This weekend, we were traveling across the mountainous kingdom of Lesotho, the small country entirely surrounded by South Africa.
We were driving with our friend Thathu who was going to see his family. On the way, we were looking for his in-laws, who had the keys for the house where we would be staying. As we drove along, we came to an open field along the road, with a big tent and three or four hundred people in and around it.
“Pull over,” Thathu said. “I think that they’re here.”
Thathu had seen their car parked with a few others at the gathering. It was a wedding, and sure enough, his in-laws were there. In fact, his father-in-law was officiating the ceremony as we pulled up.
We were woefully underdressed, just in jeans and t-shirts. And moreover, we were uninvited. So Thathu talked to someone outside and sent word in to his mother-in-law that we needed the key to the house.
The next thing we knew, she was at our car, imploring us to come in, to join in the festivities. We tried to resist, but she insisted. So before we knew it, we were in the front row of this large wedding ceremony, just two seats away from the bride and groom. Afterward, they also insisted we stay and eat.
Can you imagine this happening in the U.S.?
This is radically different than the typical level of hospitality I’ve been able to give back home. I suspect the same is true for many of you.
totally above and beyond,
We have experienced a lot of hospitality overseas. In western Kenya, a friend’s mother butchered one of her three chickens just for us. Some of our students in China welcomed us to their families’ homes, giving us the fire-warmed kang to sleep on (and even made it extra warm for us). And one time when I was hungry in Nicaragua, a policeman rode a 20” bike in pouring rain to get me a meal—while I was detained and potentially under arrest. (That’s a long story, but think about the deep hospitality this shows!)
And we have also received a truckload of hospitality in the U.S. A coffee shop we frequented gave us our first couch. Friends in our first apartment building invited us to potlucks. Many different people have let us house-sit or drop in for a night or a week, caring well for us with their space and delicious food.
We’ve been able to offer some hospitality ourselves, too. One person needed a place to stay for a month and ended up staying at our house for two. We had a Thanksgiving meal with a mishmash of people who didn’t know each other but who didn’t have another place to go. We invited a new person at church to our place for a meal on her first Sunday. A woman going through a divorce came over to talk and cry.
But nothing compares to the welcome and care that we got this weekend at that wedding in rural Lesotho.
In talking with Thathu in the car, we found out about a lovely phrase—ukunakekela okweqile.

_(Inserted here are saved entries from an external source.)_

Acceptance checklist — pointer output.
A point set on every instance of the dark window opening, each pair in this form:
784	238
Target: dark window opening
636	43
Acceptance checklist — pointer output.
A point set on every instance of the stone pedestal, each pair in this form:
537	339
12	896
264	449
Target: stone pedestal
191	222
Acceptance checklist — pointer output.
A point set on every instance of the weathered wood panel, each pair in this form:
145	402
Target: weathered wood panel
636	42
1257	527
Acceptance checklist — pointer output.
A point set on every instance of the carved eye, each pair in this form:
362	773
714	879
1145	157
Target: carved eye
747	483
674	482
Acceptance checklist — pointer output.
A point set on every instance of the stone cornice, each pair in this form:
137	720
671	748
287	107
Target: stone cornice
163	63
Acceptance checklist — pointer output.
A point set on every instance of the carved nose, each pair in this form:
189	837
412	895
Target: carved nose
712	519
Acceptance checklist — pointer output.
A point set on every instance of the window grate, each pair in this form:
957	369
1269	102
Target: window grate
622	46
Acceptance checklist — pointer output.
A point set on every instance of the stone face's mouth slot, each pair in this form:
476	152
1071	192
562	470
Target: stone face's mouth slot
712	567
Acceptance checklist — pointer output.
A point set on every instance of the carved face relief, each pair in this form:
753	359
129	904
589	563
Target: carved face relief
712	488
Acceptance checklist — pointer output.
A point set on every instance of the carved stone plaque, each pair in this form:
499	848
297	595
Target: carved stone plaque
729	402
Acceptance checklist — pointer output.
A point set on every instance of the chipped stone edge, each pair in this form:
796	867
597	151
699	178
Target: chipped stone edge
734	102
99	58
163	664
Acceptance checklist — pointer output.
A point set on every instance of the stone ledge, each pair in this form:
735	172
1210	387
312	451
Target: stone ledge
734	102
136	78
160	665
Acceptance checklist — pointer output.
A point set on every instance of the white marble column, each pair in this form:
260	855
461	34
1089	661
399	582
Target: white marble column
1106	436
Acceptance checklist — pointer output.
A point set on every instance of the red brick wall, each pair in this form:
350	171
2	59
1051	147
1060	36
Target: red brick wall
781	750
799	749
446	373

It translates something like “overly-hospitable” or “hyper-hospitable.” It can have a negative connotation, as in a person who is so hospitable it’s actually inconvenient to the recipient of the hospitality. That wasn’t the case for us, though.
Think about it. Would anyone ever accuse you of being “overly-hospitable”?

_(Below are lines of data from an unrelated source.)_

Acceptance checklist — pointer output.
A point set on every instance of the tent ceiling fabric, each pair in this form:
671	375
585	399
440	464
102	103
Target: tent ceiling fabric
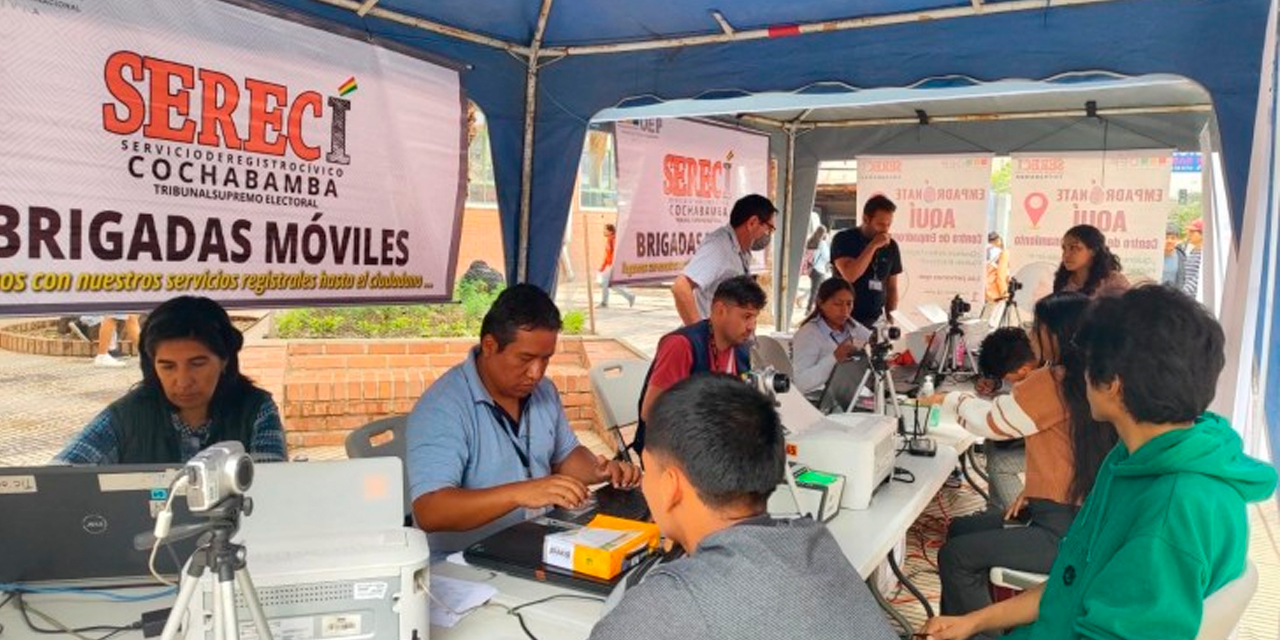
1129	131
956	96
1216	44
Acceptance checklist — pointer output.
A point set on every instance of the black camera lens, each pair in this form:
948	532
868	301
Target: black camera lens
781	383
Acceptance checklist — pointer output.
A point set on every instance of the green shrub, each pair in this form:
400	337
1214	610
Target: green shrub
574	321
446	320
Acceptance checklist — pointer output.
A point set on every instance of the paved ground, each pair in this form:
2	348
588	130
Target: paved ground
643	324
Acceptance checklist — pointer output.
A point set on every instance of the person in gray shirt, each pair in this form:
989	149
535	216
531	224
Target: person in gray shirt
713	456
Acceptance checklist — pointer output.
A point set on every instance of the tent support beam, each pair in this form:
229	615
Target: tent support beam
526	172
727	32
936	119
434	27
818	27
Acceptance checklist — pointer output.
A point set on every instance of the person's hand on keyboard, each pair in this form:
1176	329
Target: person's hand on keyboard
622	475
553	490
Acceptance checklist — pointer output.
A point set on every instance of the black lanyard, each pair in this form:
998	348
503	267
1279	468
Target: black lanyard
512	426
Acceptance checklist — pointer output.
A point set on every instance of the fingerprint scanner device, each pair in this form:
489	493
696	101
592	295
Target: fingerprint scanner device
855	446
816	494
329	553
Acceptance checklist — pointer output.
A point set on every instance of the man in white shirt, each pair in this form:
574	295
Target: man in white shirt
723	254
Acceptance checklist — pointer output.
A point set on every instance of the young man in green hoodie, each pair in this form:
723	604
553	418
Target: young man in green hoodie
1165	525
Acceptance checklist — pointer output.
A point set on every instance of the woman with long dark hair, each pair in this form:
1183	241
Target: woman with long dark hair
826	337
192	394
817	251
1088	265
1065	447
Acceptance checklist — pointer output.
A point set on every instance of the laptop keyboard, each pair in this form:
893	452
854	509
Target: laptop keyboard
609	501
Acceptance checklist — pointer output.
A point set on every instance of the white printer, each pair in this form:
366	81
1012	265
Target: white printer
329	556
856	446
346	586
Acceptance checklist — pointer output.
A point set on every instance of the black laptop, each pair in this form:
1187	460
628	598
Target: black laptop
848	378
62	522
519	549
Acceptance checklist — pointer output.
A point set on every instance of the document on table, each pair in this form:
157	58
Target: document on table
452	599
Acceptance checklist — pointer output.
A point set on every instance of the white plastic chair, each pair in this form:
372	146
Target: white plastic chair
1224	608
617	385
773	353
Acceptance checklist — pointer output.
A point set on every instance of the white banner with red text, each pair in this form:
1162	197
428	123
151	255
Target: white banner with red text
940	225
677	182
158	149
1124	193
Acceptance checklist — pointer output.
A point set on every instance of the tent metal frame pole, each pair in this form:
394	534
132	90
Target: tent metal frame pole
526	172
936	119
784	304
727	32
817	27
434	27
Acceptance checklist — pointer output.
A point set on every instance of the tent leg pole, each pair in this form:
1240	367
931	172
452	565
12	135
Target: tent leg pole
526	173
784	302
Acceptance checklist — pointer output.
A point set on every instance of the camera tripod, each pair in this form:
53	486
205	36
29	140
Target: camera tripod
882	383
1009	314
227	561
951	362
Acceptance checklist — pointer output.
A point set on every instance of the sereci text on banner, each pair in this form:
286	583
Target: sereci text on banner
160	149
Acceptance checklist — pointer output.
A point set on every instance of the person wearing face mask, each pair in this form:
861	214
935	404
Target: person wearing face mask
827	337
192	394
723	254
869	259
1088	265
717	344
489	443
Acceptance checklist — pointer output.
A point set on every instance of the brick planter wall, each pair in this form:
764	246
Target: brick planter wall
328	388
14	337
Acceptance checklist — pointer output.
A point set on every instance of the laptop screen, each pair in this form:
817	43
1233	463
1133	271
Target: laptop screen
846	380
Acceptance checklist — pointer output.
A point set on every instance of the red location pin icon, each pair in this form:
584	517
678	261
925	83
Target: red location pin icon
1036	205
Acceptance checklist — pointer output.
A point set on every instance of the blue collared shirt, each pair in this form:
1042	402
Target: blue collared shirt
457	439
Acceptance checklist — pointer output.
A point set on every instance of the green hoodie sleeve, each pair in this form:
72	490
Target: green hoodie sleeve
1150	589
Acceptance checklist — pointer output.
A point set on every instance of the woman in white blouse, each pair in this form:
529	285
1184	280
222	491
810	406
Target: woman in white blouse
828	336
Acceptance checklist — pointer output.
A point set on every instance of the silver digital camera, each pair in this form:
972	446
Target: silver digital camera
216	474
768	382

I doubt anyone would say that about me. But what a great goal for the New Year!
There are a lot of great things about life and society in the U.S. But it seems to me that we are generally lacking in this hyper-hospitality.
Let’s be generous and kind to one another, and even to strangers who are very different from us.
Let’s be overly-hospitable in 2015.
Perhaps this could even start with our Christmas celebrations.